Por Juan Francisco Ruiz Romero | Tierra Cofrade
La Hermandad del Santo Sepulcro de Padul afronta este año un cambio de enorme calado: el paso a costal. Juan Francisco Ruiz Romero lo cuenta desde dentro, enlazando memoria familiar, identidad de hermandad y la convicción de que algunas transformaciones no rompen la tradición, sino que la sostienen.
A veces una hermandad cambia no para parecer otra, sino para seguir siendo ella misma.
No todos los cambios se entienden al principio, pero algunos nacen para salvar el alma de una hermandad.
Hoy quiero adentrarme en los cambios dentro de una hermandad, en concreto de la hermandad en la que me crie desde pequeño. Hay momentos en la vida de una hermandad que no solo se recuerdan: se sienten en el alma, como si el tiempo no hubiera pasado. Para quienes hemos crecido entre trabajaderas, olores a incienso, música cofrade y silencios que hablan más que mil palabras, la Semana Santa no es una fecha en el calendario, sino una forma de entender la vida.
“La Semana Santa no es una fecha en el calendario,
sino una forma de entender la vida.”
Recuerdo cuando todo era distinto. Cuando nuestro Santo Sepulcro procesionaba sobre ruedas, humilde pero digno, abriéndose camino entre miradas llenas de fe. A mi escasa edad, mi abuela me enseñó a amar a Cristo sobre todas las cosas, siendo en los bajos de su casa donde se arreglaba al Señor y salía en procesión. Fue allí donde empezó a construirse, sin que yo fuese consciente, mi propia historia de fe.

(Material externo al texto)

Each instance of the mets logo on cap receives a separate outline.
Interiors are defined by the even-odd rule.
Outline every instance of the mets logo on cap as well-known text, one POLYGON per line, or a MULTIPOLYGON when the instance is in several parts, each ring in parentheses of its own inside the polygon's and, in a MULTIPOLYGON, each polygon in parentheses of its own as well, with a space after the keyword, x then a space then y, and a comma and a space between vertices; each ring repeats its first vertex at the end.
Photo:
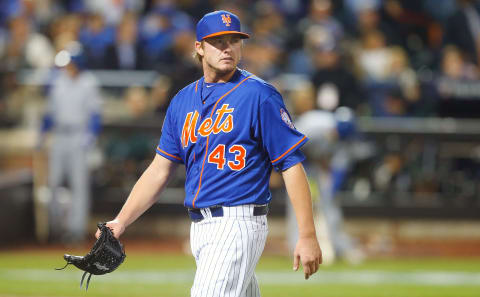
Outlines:
POLYGON ((230 23, 232 22, 232 19, 230 18, 229 14, 222 14, 222 22, 225 24, 225 26, 230 27, 230 23))
POLYGON ((240 19, 225 10, 207 13, 197 23, 197 41, 225 34, 238 34, 241 38, 250 37, 242 31, 240 19))

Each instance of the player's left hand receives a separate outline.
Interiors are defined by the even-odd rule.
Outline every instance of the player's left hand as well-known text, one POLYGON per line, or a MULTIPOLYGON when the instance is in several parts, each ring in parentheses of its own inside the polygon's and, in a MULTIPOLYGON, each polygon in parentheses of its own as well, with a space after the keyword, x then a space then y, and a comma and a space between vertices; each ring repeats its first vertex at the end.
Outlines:
POLYGON ((317 272, 318 266, 322 264, 322 250, 318 244, 317 237, 300 237, 293 252, 293 270, 297 271, 302 263, 305 279, 317 272))

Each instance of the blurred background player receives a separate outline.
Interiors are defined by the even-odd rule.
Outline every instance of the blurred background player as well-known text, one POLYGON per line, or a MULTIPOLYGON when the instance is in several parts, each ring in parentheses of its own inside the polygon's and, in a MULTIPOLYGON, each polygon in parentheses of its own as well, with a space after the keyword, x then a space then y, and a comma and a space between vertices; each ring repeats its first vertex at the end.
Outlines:
MULTIPOLYGON (((352 146, 356 136, 353 111, 348 107, 339 107, 334 112, 307 111, 297 118, 295 126, 310 139, 304 151, 309 161, 306 168, 310 183, 317 188, 312 191, 312 195, 317 196, 319 220, 316 221, 319 225, 325 225, 317 228, 320 243, 325 247, 324 261, 329 264, 339 258, 349 263, 359 263, 364 258, 363 252, 345 232, 342 210, 338 199, 335 199, 353 161, 365 153, 365 146, 352 146)), ((287 213, 289 225, 295 224, 292 210, 288 209, 287 213)), ((291 245, 298 234, 289 232, 289 236, 291 245)))
MULTIPOLYGON (((85 71, 80 44, 72 43, 55 57, 55 74, 43 117, 38 147, 52 132, 49 152, 48 207, 50 239, 78 242, 84 239, 89 218, 89 168, 87 153, 101 124, 101 98, 96 78, 85 71), (62 187, 67 182, 70 191, 62 187), (62 206, 70 196, 70 206, 62 206), (64 232, 66 231, 66 232, 64 232), (60 234, 62 238, 59 238, 60 234)), ((68 201, 68 200, 67 200, 68 201)))

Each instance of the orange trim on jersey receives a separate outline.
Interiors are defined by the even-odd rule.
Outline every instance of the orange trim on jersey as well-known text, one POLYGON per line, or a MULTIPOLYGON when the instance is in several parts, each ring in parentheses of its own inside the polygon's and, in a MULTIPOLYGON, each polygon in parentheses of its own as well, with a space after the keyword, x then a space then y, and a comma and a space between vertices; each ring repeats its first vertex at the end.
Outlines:
MULTIPOLYGON (((212 109, 212 113, 210 114, 210 118, 213 117, 213 112, 215 111, 215 108, 217 108, 217 105, 218 105, 218 102, 220 102, 220 100, 222 100, 225 96, 227 96, 228 94, 230 94, 233 90, 235 90, 238 86, 240 86, 241 84, 243 84, 247 79, 249 79, 250 77, 252 77, 253 75, 250 75, 246 78, 244 78, 241 82, 239 82, 236 86, 234 86, 233 88, 231 88, 228 92, 226 92, 225 94, 223 94, 222 97, 218 98, 217 102, 215 102, 215 105, 213 106, 213 109, 212 109)), ((200 188, 202 187, 202 176, 203 176, 203 169, 205 168, 205 160, 207 159, 207 155, 208 155, 208 140, 210 139, 210 135, 207 136, 207 145, 205 147, 205 156, 203 157, 203 162, 202 162, 202 171, 200 171, 200 179, 198 181, 198 189, 197 189, 197 193, 195 194, 195 197, 193 197, 193 201, 192 201, 192 207, 195 208, 195 201, 197 200, 197 197, 198 197, 198 193, 200 193, 200 188)))
POLYGON ((167 153, 166 151, 162 150, 159 146, 157 146, 157 150, 159 150, 160 152, 164 153, 165 155, 167 155, 167 156, 169 156, 169 157, 172 157, 172 158, 174 158, 174 159, 177 159, 177 160, 182 161, 182 158, 167 153))
POLYGON ((215 36, 220 36, 220 35, 225 35, 225 34, 238 34, 238 35, 241 35, 243 38, 250 38, 250 35, 248 35, 247 33, 243 33, 243 32, 238 32, 238 31, 220 31, 220 32, 216 32, 216 33, 212 33, 212 34, 210 34, 210 35, 204 36, 204 37, 202 38, 202 40, 204 40, 205 38, 215 37, 215 36))
POLYGON ((297 145, 299 145, 305 138, 307 138, 307 136, 303 136, 302 139, 300 139, 297 143, 295 143, 291 148, 289 148, 286 152, 284 152, 280 157, 276 158, 275 160, 272 161, 272 163, 275 163, 277 162, 278 160, 280 160, 281 158, 283 158, 283 156, 285 156, 289 151, 293 150, 297 145))

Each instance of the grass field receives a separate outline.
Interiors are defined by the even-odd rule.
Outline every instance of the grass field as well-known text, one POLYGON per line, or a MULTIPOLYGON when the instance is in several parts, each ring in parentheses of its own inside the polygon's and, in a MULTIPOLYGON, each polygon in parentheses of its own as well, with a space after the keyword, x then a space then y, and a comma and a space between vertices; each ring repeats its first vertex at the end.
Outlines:
MULTIPOLYGON (((79 253, 84 253, 79 252, 79 253)), ((93 276, 88 292, 82 273, 63 271, 59 252, 0 252, 0 296, 189 296, 194 261, 179 254, 128 253, 114 273, 93 276)), ((357 266, 322 267, 308 281, 286 257, 264 255, 257 267, 263 297, 467 297, 480 296, 480 258, 381 259, 357 266)))

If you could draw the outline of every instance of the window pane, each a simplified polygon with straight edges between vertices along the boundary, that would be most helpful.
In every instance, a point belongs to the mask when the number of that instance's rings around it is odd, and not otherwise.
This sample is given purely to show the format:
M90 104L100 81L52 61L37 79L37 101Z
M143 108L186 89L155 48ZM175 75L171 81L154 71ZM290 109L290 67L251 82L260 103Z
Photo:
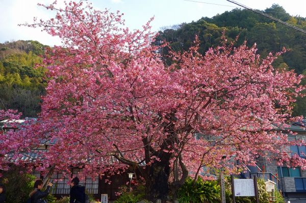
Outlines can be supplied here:
M300 172L299 168L289 168L289 173L290 177L300 177Z
M303 180L301 178L296 178L294 179L295 182L295 189L297 191L304 190Z
M279 166L277 166L277 177L278 178L283 177L283 176L282 176L282 171L280 171L280 167Z
M283 171L283 177L289 177L289 170L287 167L282 167L282 170Z
M306 146L299 146L299 155L301 157L306 157Z

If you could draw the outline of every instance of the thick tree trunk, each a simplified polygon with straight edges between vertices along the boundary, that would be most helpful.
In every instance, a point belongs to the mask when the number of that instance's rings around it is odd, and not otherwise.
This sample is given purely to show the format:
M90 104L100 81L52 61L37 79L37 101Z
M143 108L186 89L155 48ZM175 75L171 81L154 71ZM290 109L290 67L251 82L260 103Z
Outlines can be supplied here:
M150 166L149 180L146 181L147 198L155 202L160 199L165 202L168 198L169 177L170 172L169 155L161 156L160 161L155 161Z

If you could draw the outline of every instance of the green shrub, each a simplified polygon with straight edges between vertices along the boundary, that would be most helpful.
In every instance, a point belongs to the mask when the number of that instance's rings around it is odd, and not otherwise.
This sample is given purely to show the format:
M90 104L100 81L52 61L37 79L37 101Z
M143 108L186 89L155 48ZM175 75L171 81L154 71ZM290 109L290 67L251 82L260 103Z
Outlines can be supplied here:
M46 200L48 200L48 203L57 203L57 200L56 197L55 197L54 196L53 196L53 195L52 195L52 194L48 194L48 196L47 196L45 198L45 199Z
M145 188L144 185L138 185L130 191L126 187L121 188L121 195L115 201L115 203L136 203L143 200L145 196Z
M181 203L219 203L220 186L215 181L203 181L198 178L195 184L191 177L188 177L177 192L178 201Z

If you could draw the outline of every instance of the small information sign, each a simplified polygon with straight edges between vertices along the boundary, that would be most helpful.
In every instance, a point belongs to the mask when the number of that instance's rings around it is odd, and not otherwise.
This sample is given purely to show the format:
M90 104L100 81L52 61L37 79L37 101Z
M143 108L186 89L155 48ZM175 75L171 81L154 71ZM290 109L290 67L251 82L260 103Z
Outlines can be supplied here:
M101 203L108 203L107 194L101 194Z
M235 196L255 196L253 179L234 179Z

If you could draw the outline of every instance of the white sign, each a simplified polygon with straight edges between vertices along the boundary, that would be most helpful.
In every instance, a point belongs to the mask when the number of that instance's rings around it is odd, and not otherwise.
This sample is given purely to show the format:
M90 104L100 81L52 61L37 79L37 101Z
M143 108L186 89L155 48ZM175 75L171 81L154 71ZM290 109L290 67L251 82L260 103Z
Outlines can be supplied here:
M101 194L101 203L107 203L107 194Z
M222 203L225 202L225 185L224 184L224 176L223 175L221 175L221 194Z
M253 179L234 179L236 196L255 196Z
M276 184L274 182L268 180L268 181L265 182L266 184L266 191L267 192L272 192L272 190L275 190L274 186Z

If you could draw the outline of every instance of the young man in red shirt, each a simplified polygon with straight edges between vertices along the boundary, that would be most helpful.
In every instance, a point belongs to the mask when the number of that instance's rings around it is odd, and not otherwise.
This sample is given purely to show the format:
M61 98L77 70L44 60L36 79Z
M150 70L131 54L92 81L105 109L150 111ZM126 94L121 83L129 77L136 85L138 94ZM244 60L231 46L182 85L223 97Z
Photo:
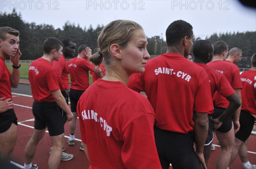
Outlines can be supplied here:
M70 86L68 78L68 69L66 62L66 59L67 57L74 57L75 53L76 52L76 45L73 40L70 38L64 39L62 40L62 43L64 45L62 51L63 54L61 55L58 61L53 60L52 65L52 67L58 69L61 75L62 84L61 85L62 85L62 86L61 88L64 87L65 89L64 90L61 91L61 93L65 98L67 104L68 105L68 93ZM65 117L66 113L60 108L60 110L62 114L63 120L64 122L66 122L67 120Z
M144 91L153 107L162 167L169 169L171 163L174 168L200 169L201 163L206 168L203 151L207 112L213 109L211 96L205 94L211 93L209 79L204 70L184 57L193 44L191 25L175 21L166 36L166 53L149 60L143 73L131 76L128 86Z
M213 111L208 113L209 128L204 149L204 155L207 165L210 157L214 130L218 129L224 121L231 117L241 105L239 98L225 76L206 65L212 59L213 50L213 45L205 40L196 42L193 48L194 62L206 70L210 80L212 96L213 96L215 92L217 91L221 95L226 98L230 102L226 110L217 118L212 120L211 117Z
M233 55L241 55L240 51L235 49L236 52L233 51ZM232 62L235 63L234 62ZM239 118L240 128L235 135L235 146L230 163L230 164L232 163L239 153L245 169L256 169L255 165L251 164L248 161L246 144L256 120L256 53L252 56L250 70L240 73L243 86L241 90L243 101Z
M100 78L102 77L101 70L88 61L92 55L92 50L89 46L81 45L78 48L78 53L77 57L70 59L67 63L71 79L69 97L71 111L74 115L74 118L69 122L70 137L67 139L68 145L71 146L75 145L77 102L82 94L89 87L89 71L95 72ZM84 150L81 144L79 149Z
M69 81L68 78L68 69L67 65L66 62L66 58L67 57L73 57L75 56L76 52L76 43L70 38L65 38L62 40L63 44L63 50L62 54L59 61L53 60L52 63L52 67L56 69L61 75L61 82L60 83L60 87L61 90L61 93L64 96L66 102L68 105L68 97L69 92ZM66 112L61 107L59 107L64 123L67 121L67 115ZM63 146L62 151L65 151L66 148ZM50 152L51 152L51 149ZM67 161L70 160L70 158L68 156L64 155L70 155L69 154L63 154L61 160L62 161ZM73 155L70 154L71 156ZM70 156L70 157L71 157Z
M16 144L17 118L12 107L11 87L17 87L20 79L20 33L10 27L0 28L0 161L9 163ZM5 61L10 57L12 74Z
M104 60L107 71L77 104L89 168L160 169L152 107L127 87L130 76L143 72L149 58L142 27L132 21L113 21L104 27L97 42L99 52L90 60L97 66Z
M241 101L241 89L242 84L239 68L236 65L229 61L224 61L228 53L227 45L224 42L220 41L214 43L213 47L213 59L207 64L207 65L225 76ZM215 92L213 96L213 102L214 113L212 117L215 118L225 111L229 102L226 98L218 92ZM230 118L223 122L221 126L216 131L221 148L216 161L217 168L226 169L228 166L234 145L234 132L237 132L240 128L239 118L240 110L241 106L235 113L233 122L232 119Z
M29 66L29 79L35 100L32 109L35 124L32 136L25 149L24 169L31 168L37 144L44 135L47 127L52 144L48 168L58 168L62 156L66 154L62 151L64 123L58 106L67 112L68 121L72 119L73 114L61 92L61 75L51 64L53 60L59 59L62 45L56 38L47 38L44 42L44 55ZM73 156L70 159L73 158Z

Después llegó 1999 y, con él, el sueño cumplido de verlo por primera vez alzado a hombros. Aquello no fue solo un cambio: fue una declaración de amor a nuestro titular. Un paso enorme, al que en el pueblo llamaban “El Titanic”, portado por decenas de jóvenes y no tan jóvenes que rezaban con sus pies a los sones de la Banda de los Viejos. Aquel trono, de grandes dimensiones, no dejaba indiferente a nadie a su paso. Aun siendo niño, no fallaba a ningún ensayo acompañando a mi padre; además, todos los pequeños nos subíamos a lo alto del paso, soñando con el día de mañana, con ser sus pies. Tuve la suerte, allá por 2008, de compartir varal junto a mi padre durante dos años que nunca olvidaré y que guardo como uno de los tesoros más preciados de mi corazón.
“Aquello no fue solo un cambio:
fue una declaración de amor a nuestro titular.”
Con el tiempo, la hermandad fue madurando y tomando forma. Se le empezó a dar ese carácter que necesitaba: una hermandad de negro, una hermandad silente. El primer cambio fue tratar de que la banda modificara el repertorio, eliminando marchas alegres como Encarnación Coronada para dar paso a otras más fúnebres.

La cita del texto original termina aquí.